Anchored by a Shaw’s Supermarket, this shopping center at 61 Locust St. in Medford is part of a portfolio of six grocery-anchored retail sites being offered for sale in Massachusetts.

Offering to sate the appetite of real estate investors hungering for grocery-anchored shopping centers, six such Massachusetts properties are being put up for sale, with CB Richard Ellis’ Northeast Retail Investment Team retained to market the 390,000-square-foot portfolio. By some estimates, the package could fetch more than $120 million in the current hot climate for retail properties.

“It’s exactly what investors are looking for right now,” opined one source familiar with the portfolio. On the block are grocery-anchored centers in Cambridge, Quincy, Swampscott, Medford, Plymouth and Swampscott. The latter three feature Shaw’s Supermarkets. The Cambridge and Quincy properties operate as Star Markets, the homegrown chain acquired several years ago by Shaw’s parent company.

The 36,000-square-foot Swampscott property is being converted into a Whole Foods store, another Shaw’s brand that caters to the health-conscious shopper. Shaw’s itself was just acquired by Albertson’s, a national supermarket popular in the Southeast.

The portfolio up for sale is owned by a partnership that includes Crosspoint Assoc. and Charlesbank Capital Partners, a Boston-based private equity investment firm with close ties to Harvard University. Chris Angelone of CBRE’s retail marketing team declined to discuss any aspect of the sale when contacted last week. Angelone and CBRE/Whittier Partners principal William Moylan are said to be overseeing the sales process. Efforts to contact Charlesbank and Crosspoint officials by press deadline were unsuccessful.

While mum on the portfolio deal, Angelone did acknowledge that retail remains a darling among risk-adverse real estate investors, who comprise a substantial portion of the capital flow pursuing commercial properties. “The economy is still just okay, but retail continues to thrive,” said Angelone. “We have been very busy.”

Including two just-completed deals in Rhode Island involving Inland Real Estate, CBRE has brokered more than $1 billion worth of retail assets during the past three years, said Angelone. Other local retail brokerage houses have also been active in recent months, with Spaulding & Slye Colliers negotiating the $26 million sale of the Shops at the Pond in Marlborough and Cushman & Wakefield of Massachusetts selling the Festival at Hyannis on Cape Cod for $37 million.

‘A Rare Opportunity’

The largest of the six centers being brokered for sale by CBRE is the Quincy Star Market at 130 Granite St., which features just over 100,000 square feet.
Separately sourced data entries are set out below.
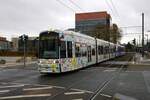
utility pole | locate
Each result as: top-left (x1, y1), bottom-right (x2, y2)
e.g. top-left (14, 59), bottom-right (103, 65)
top-left (142, 13), bottom-right (144, 57)
top-left (19, 34), bottom-right (28, 67)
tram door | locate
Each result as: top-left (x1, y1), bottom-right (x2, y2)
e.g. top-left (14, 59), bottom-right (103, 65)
top-left (87, 46), bottom-right (92, 62)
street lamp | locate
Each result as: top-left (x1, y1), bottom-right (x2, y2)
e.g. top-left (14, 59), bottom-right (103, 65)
top-left (19, 34), bottom-right (28, 67)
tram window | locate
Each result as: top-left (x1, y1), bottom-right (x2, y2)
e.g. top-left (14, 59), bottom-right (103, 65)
top-left (67, 41), bottom-right (72, 58)
top-left (60, 41), bottom-right (66, 58)
top-left (75, 44), bottom-right (81, 57)
top-left (82, 51), bottom-right (87, 57)
top-left (98, 46), bottom-right (101, 55)
top-left (92, 48), bottom-right (95, 55)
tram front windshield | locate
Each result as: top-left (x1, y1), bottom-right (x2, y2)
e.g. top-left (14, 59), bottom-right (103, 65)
top-left (39, 32), bottom-right (59, 59)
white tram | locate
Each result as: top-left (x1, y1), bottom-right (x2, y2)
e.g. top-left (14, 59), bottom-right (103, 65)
top-left (38, 30), bottom-right (124, 73)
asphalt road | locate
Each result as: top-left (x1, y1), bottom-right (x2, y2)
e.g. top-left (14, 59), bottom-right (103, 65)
top-left (0, 55), bottom-right (150, 100)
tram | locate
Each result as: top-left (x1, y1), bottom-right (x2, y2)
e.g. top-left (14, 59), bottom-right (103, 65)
top-left (38, 30), bottom-right (124, 73)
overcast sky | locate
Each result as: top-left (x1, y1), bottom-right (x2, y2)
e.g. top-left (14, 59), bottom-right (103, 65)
top-left (0, 0), bottom-right (150, 42)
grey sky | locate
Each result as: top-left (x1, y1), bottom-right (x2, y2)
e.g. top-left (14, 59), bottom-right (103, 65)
top-left (0, 0), bottom-right (150, 41)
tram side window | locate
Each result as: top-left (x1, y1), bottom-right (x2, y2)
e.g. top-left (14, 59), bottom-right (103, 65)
top-left (75, 44), bottom-right (81, 57)
top-left (60, 41), bottom-right (66, 58)
top-left (92, 48), bottom-right (95, 56)
top-left (98, 46), bottom-right (101, 55)
top-left (82, 47), bottom-right (87, 57)
top-left (67, 41), bottom-right (72, 58)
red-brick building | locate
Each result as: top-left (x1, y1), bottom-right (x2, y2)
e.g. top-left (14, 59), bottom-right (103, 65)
top-left (75, 11), bottom-right (111, 36)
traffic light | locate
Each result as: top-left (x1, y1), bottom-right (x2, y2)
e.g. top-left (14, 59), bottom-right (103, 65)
top-left (19, 34), bottom-right (28, 42)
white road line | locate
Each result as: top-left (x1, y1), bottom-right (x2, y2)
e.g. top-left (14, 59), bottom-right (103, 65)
top-left (64, 92), bottom-right (85, 95)
top-left (23, 86), bottom-right (53, 91)
top-left (51, 85), bottom-right (65, 89)
top-left (0, 90), bottom-right (10, 93)
top-left (0, 84), bottom-right (25, 88)
top-left (71, 89), bottom-right (94, 93)
top-left (100, 94), bottom-right (112, 98)
top-left (0, 94), bottom-right (51, 100)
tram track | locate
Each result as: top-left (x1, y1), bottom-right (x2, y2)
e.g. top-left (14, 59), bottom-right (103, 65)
top-left (46, 55), bottom-right (131, 100)
top-left (89, 57), bottom-right (133, 100)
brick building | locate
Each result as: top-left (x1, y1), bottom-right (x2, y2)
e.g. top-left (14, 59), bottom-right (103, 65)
top-left (75, 11), bottom-right (111, 36)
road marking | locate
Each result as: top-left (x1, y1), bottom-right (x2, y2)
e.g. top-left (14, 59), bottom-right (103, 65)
top-left (100, 94), bottom-right (112, 98)
top-left (72, 98), bottom-right (83, 100)
top-left (0, 84), bottom-right (25, 88)
top-left (64, 91), bottom-right (85, 95)
top-left (103, 69), bottom-right (116, 72)
top-left (71, 89), bottom-right (94, 93)
top-left (0, 90), bottom-right (10, 93)
top-left (23, 86), bottom-right (53, 91)
top-left (51, 85), bottom-right (65, 89)
top-left (0, 94), bottom-right (51, 100)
Built in 1967, the Swampscott property at 331 Paradise Road is the smallest in the mix but has the longest lease term, running to 2026. Most of the half-dozen properties are in the 60,000-square-foot range and have leases expiring in 2016. The Cambridge Star Market is at 699 Mount Auburn St. on the Watertown line, the Medford Shaw’s is at 61 Locust St., the West Roxbury Shaw’s is at 75 Spring St. and the Plymouth Shaw’s is on Route 3A.

“It’s very rare to have an opportunity to buy six grocery-anchored shopping centers, especially when five of them are located within Route 128,” said one broker. Besides the heavy population from which to draw customers, comparable development sites for new stores are difficult to find in metropolitan Boston, noted the broker, with acquisition costs and permitting hurdles often too onerous for a developer to overcome.

Given the irreplaceable nature of the properties, most observers spoken with said they believe the assets being offered by Charlesbank and Crosspoint will garner considerable interest and pricing that could near record levels. At $120 million, the portfolio would exceed $300 per square foot.

According to sources, there is no formal asking price for the assets and investors can bid on the entire portfolio or on some of the properties individually. One supposed exception, however, is that the Medford, Swampscott and Plymouth properties are bound by financing and must be purchased together.

Once primarily dominated by private players, New England retail has increasingly attracted capital from outside the region during the past decade, with institutional ownership and even overseas investors clamoring for a share of the inventory. In the latest survey by the Association of Foreign Investors in Real Estate, for example, retail placed first among asset classes being targeted by international capital. Just a few years ago, only a handful of overseas investors were comfortable with retail property, but that position has changed as the office, hotel and multi-family asset class experiences their own challenges.

Having ridden out the recession better than most product types, the retail market continues to exude optimism, as witnessed by the just-concluded International Council of Shopping Centers spring convention in Las Vegas. According to ICSC officials, this year’s event boasted a record turnout, with nearly 36,000 attendees on hand. The ICSC also released upbeat results from its member store surveys, with the group reporting that same-store activity was up in May by 5.7 percent compared with the same month in 2003. ICSC also offered predictions of a 6 percent boost in sales for June.